A group of rationalists of Indian origin here has renewed its offer of 16,000 pounds to any occult practitioner or spiritual healer who can scientifically prove the ability to cure people of any disease or solve any problem.
Newspapers catering to Asian and Afro-Caribbean readerships have several pages of advertisements from such practitioners, promising magical cures and manna to those who believe in spells and occult practices.
Lavkesh Prashar, president of the Asian Rationalist Society of Britain (ARSB), said such witch doctors and charlatans were exploiting superstitious and gullible people from these communities and earning thousands of pounds every year.
Prasher said: "We challenge them to prove that they have magical powers under scientific conditions.
They charge anything up to 300 pounds for a simple chat and claim they can cure anything from serious illness to bad luck."

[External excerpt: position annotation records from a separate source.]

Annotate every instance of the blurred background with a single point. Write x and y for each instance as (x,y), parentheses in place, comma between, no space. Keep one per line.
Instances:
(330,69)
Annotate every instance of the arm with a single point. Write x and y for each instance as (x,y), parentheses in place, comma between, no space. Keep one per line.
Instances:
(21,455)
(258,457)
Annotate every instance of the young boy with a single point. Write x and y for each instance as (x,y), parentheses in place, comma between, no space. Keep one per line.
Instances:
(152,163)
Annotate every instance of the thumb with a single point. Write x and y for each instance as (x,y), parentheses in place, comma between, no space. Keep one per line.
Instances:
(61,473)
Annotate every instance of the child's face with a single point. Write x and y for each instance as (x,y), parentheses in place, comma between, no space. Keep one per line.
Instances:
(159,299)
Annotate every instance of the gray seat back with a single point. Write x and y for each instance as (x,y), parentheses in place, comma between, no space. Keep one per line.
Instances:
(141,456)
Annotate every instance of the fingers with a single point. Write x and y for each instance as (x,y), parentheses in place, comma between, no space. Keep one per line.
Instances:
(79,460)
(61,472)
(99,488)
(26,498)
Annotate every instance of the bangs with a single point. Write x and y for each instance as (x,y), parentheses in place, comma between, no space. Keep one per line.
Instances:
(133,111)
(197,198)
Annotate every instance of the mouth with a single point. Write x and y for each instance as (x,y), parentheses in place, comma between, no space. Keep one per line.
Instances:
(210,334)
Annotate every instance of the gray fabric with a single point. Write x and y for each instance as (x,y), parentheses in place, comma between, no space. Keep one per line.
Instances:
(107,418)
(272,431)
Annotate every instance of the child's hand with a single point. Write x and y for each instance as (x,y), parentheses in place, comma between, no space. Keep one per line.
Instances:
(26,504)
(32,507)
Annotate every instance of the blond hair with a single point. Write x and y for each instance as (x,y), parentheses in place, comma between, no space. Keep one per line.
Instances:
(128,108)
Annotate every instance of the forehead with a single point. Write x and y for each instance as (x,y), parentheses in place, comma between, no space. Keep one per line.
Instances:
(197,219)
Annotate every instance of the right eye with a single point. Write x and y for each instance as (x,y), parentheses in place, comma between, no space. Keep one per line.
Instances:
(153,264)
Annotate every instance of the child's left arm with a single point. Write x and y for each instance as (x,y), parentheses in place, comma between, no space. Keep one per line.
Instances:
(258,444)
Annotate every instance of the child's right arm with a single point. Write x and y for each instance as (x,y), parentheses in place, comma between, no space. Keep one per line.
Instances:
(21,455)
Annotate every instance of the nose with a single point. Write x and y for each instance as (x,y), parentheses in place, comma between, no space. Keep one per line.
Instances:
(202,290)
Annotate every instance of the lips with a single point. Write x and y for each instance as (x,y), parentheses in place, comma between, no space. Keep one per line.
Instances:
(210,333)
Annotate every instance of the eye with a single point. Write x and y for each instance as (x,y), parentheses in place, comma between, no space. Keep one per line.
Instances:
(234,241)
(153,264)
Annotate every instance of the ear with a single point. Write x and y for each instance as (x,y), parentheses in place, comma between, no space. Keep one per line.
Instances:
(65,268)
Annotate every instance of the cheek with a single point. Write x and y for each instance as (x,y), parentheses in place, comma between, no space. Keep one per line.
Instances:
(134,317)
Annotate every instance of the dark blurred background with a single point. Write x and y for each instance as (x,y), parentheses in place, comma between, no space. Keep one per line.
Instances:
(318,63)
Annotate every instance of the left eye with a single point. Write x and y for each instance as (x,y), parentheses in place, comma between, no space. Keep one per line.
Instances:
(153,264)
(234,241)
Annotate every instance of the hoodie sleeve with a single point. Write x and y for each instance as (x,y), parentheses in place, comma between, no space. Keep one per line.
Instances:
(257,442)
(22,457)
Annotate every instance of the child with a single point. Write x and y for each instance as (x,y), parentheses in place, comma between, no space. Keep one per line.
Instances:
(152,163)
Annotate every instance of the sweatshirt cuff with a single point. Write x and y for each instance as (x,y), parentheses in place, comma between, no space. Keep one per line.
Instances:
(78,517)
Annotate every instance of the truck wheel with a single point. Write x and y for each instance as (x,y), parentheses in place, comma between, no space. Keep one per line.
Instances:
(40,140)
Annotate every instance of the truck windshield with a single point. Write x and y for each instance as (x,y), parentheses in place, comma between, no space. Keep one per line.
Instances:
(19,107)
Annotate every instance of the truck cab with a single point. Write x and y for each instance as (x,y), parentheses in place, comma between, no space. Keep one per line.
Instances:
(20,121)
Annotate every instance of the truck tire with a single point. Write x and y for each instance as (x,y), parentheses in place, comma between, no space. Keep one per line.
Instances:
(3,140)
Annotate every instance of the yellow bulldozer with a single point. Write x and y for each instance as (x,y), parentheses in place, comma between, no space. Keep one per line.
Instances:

The call was renewed at a recent meeting of the ARSB in Birmingham as part of the society's efforts to educate the people about the "so-called gurus and babas and tantriks who are exploiting the innocent people mentally, financially and sometimes physically as well".
Prashar said: "If these babas and gurus have any magical or supernatural power then why not they accept our challenge? Why do they back off when we challenge them?"
The main speaker at the meeting was Harinder Lally, an Indian advocate, who is associated with the Taraksheel Society Punjab. Lally recalled with examples how astrologers and palm readers tricked people.
The meeting was also addressed by Britain-based brain specialist RS Dyall, who exhorted the people to approach doctors with health problems rather than babas, gurus and other charlatans who claim to have a magical power to cure health and mental problems.